Esquartejamento suspenso

Começa como uma névoa. Momentos em que a imagem se torna difusa nenhuma forma ou linha é precisa o bastante para compreender o que realmente está à frente. O caminhar é incerto e, por vezes, é possível ter um vislumbre da realidade. Como aquele breve momento em que se acorda de noite, sem se ter certeza de onde se está, sem saber ao certo se está tudo bem, mas aos poucos o quarto vai se tornando visível e, quando finalmente é possível se orientar, o sono se sobrepõe novamente. Ao perceber esse padrão, esses momentos se tornam mais como quando se consegue colocar a cabeça pra fora d'água e puxar o ar enquanto luta para não se afogar. Desespero. A consciência se torna um desespero.

É quando eles vêm e me puxam por todos os cantos, quando me arrastam de volta para seus esconderijos e me convencem que aquilo é meu lar. "Volte para casa", eles sussuram, mas esquecem que casa é um lugar no qual eu nunca me senti à vontade. Há também os que me puxam para fora, que não me arrastam apenas até o umbral, mas seguem me puxando para a estratosfera, também tentando me convencer de que aquele é meu lar. Mas todos, sem exceção, me tiram de mim. Me afastam de mim, me impedem de mim, me arrancam de mim.

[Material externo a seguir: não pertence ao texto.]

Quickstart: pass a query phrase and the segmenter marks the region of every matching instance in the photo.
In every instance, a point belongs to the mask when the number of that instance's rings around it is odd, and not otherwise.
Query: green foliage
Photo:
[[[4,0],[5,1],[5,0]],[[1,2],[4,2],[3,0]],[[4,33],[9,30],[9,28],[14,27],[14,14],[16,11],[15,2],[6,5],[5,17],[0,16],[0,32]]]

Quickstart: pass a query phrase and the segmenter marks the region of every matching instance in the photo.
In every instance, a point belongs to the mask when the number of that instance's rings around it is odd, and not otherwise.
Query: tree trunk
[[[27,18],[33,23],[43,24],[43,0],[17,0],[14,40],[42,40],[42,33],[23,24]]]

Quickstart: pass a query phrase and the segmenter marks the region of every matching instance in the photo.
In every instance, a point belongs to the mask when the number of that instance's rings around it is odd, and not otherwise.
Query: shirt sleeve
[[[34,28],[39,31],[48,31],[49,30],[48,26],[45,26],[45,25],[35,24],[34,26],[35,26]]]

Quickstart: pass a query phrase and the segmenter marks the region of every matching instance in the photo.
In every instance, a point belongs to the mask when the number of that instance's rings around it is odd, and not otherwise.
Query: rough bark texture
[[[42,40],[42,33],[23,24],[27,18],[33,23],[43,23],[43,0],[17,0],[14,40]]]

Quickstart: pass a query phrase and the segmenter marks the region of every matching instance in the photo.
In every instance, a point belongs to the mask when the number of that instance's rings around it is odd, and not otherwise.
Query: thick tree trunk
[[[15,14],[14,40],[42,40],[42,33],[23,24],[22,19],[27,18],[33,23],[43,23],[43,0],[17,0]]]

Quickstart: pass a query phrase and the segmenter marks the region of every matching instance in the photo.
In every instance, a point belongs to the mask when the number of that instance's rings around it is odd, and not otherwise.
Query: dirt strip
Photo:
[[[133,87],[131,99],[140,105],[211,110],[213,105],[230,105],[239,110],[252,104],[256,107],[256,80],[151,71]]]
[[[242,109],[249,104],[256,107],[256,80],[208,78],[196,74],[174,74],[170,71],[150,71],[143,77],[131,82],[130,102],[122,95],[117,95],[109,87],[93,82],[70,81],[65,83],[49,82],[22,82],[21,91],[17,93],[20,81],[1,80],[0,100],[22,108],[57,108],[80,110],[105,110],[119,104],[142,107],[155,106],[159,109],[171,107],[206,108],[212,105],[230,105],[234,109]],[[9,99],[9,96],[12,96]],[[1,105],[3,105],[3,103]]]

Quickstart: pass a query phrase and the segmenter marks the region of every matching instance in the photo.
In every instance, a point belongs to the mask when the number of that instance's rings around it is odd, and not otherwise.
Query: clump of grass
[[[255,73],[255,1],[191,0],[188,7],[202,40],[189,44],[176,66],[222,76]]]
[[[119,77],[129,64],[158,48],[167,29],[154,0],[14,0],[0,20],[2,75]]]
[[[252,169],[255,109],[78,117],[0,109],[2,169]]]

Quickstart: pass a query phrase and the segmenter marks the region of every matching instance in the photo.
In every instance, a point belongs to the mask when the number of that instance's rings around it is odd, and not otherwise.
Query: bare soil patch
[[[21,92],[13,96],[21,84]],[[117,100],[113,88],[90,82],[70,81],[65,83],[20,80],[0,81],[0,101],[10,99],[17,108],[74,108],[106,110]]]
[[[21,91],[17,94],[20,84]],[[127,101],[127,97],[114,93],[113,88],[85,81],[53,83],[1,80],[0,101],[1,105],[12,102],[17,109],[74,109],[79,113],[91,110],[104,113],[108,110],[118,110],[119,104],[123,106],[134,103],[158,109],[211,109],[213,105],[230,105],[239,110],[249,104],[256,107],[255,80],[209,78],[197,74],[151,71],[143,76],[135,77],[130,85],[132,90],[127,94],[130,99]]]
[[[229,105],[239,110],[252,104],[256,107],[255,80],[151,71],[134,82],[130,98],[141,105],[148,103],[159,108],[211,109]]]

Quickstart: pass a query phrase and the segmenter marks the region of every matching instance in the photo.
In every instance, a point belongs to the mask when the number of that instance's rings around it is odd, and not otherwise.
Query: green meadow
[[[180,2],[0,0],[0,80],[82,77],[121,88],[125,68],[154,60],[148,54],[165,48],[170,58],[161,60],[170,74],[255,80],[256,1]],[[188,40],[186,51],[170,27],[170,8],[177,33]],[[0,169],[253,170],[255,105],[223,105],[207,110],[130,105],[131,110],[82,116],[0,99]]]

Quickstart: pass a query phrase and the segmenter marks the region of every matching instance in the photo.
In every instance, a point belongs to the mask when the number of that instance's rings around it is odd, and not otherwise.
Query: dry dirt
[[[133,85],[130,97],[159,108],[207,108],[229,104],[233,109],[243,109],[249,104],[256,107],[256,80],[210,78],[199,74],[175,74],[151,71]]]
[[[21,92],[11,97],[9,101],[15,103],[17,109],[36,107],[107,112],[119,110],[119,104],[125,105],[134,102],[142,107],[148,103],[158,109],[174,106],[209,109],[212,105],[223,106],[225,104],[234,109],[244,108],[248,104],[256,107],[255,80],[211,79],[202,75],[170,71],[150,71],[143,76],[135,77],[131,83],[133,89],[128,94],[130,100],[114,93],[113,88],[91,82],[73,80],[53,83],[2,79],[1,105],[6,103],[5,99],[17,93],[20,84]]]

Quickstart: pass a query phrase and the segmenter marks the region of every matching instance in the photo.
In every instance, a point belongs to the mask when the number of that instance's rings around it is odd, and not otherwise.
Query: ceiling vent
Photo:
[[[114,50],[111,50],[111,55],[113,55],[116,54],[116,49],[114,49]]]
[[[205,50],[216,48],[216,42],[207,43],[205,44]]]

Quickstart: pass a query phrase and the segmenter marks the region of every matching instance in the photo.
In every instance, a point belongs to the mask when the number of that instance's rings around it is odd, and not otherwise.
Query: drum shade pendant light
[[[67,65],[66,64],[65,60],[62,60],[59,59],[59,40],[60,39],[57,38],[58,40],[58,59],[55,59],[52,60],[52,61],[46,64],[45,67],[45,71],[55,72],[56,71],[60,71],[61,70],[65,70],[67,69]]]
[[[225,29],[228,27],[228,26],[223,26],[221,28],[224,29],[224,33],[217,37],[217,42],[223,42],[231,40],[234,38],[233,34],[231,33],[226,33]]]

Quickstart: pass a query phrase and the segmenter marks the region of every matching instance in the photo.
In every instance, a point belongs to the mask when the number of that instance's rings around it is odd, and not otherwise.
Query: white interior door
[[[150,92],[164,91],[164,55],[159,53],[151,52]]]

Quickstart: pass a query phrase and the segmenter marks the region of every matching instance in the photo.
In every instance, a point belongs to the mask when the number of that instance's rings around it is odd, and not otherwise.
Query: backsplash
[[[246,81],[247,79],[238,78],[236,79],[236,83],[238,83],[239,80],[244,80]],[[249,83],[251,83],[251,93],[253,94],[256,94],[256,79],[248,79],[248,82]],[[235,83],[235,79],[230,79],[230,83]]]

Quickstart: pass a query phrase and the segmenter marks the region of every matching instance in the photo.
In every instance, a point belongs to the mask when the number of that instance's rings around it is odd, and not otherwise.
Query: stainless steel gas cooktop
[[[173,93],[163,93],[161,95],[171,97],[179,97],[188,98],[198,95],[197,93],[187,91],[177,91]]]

E no fim eu não sou, não existe ar para respirar, ela não para de gritar no meu ouvido, e eu preciso gritar por ela, mas ninguém gosta quando eu grito por ela, e eu não gosto de gritar por ela, mas eu não posso gritar por mais ninguém, e eu não posso gritar de forma alguma.

Não há lar, não há névoa, não há água ou afogamento. Não tenho membros, nem olhos, e não posso falar. Se existe um centro, um ponto ao qual tudo converge, eu não consigo achar. Flutuo. Eu não estou aqui.